Denn Markus Söder fordert auch gerne Dinge von anderen Ländern. Über allem steht immer wieder das „bundesweite Vorgehen“, das er anmahnt (welches Bundesland steht in allen Fragen so wenig für ein bundesweites Vorgehen wie Bayern), aber auch sonst wird sich nicht mit Vorschlägen zurückgehalten: Die Zügel müssten angezogen werden, einen längeren Lockdown brauche es sowieso, Lockerungen über Silvester sind Quatsch. Der Noch-Nicht- (und ich wette: Niemals-)Bundeskanzler lässt sich von so formellen Dingen wie 15 anderen Ministerpräsidenten nicht zurückhalten. Er scheint damit viele Menschen in der Bevölkerung überzeugt zu haben: Verwirrende Regeln sind vielen ein Dorn im Auge, trotz wachsender Kritik wollen die allermeisten Deutschen immer noch harte, einheitliche Maßnahmen.
 
Die Mär vom Flickenteppich
Regional unterschiedliche Regelungen werden gerne als „Flickenteppich“ abgestempelt, einzelne Kuriositäten mehr hervorgehoben als die Ungerechtigkeiten, die ein komplett einheitliches Vorgehen in deutlich höherem Maße zutage fördern würde.
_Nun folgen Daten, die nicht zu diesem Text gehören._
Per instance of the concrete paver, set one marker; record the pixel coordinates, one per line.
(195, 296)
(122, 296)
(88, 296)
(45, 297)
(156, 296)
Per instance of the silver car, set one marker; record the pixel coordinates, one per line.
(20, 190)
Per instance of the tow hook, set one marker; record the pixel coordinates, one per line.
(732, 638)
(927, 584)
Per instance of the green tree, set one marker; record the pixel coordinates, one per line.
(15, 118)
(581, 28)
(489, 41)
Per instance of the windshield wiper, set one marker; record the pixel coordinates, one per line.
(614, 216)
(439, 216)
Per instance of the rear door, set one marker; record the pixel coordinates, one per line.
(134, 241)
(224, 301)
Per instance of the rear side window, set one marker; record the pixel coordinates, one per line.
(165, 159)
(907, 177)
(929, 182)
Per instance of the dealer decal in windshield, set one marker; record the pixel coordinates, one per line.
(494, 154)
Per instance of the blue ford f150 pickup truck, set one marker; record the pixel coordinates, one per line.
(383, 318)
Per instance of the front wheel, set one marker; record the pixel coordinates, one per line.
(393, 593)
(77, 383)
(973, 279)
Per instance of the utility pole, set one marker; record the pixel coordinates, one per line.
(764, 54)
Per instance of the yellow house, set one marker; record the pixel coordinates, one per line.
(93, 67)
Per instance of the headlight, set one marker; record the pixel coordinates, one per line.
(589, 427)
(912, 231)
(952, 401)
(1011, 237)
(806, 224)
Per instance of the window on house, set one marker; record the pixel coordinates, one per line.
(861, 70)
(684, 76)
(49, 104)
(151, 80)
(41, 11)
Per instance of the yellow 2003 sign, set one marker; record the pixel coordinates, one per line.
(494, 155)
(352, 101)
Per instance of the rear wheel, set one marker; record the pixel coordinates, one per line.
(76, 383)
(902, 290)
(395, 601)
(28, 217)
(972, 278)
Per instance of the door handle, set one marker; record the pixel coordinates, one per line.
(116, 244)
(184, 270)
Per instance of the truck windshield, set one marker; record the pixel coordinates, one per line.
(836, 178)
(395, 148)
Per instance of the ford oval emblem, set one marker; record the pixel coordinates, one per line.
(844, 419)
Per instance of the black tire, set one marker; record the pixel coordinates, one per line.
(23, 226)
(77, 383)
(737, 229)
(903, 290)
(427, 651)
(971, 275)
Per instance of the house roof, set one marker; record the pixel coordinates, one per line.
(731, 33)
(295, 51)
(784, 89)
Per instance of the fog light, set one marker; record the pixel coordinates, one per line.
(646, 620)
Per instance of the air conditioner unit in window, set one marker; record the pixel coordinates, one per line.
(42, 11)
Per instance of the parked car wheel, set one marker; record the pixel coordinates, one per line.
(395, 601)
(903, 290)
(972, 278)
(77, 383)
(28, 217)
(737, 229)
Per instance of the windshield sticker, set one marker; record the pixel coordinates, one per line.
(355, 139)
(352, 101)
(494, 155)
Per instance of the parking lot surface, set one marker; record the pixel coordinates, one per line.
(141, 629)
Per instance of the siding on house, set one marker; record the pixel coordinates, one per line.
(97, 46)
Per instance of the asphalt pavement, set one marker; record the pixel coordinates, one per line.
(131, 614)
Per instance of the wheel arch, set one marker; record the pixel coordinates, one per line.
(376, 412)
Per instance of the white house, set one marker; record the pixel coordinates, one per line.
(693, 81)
Den Föderalismus, der uns in dieser Krise gestärkt und nicht geschwächt hat, scheint sogar der bayerische Ministerpräsident als Relikt aus der Vergangenheit ad acta gelegt zu haben. Ein Blick auf die Zahlen des RKI macht eine regional unterschiedliche Bewertung jedoch unbedingt erforderlich: Im Süden gibt es andere Herausforderungen als im Norden, im stark besiedelten Westen andere Bedingungen als in der Mecklenburgischen Seenplatte. Und: Einzelne Landesregierungen scheinen die Krise sogar besser zu managen; dazu gehört wohl eher nicht die in Bayern. Regional unterschiedliche Regelungen können anstrengend sein und es ist wohl leichter, einer auch nur scheinbar harten Führung zu folgen. Verhältnismäßig gut sehen die Zahlen übrigens in Schleswig-Holstein aus, mehrere Kreise sind hier auf der Karte des RKI noch gelb eingefärbt. Gerade hier haben wir den einzigen FDP-Gesundheitsminister.
Ich wünsche Herrn Söder wirklich im Sinne der Bevölkerung, dass Bayern die Corona-Krise schnellstmöglich in den Griff bekommt. Auf die ein oder andere Selbstinszenierung und mahnende Bemerkung aus dem Freistaat möge der Ministerpräsident jedoch gerne verzichten.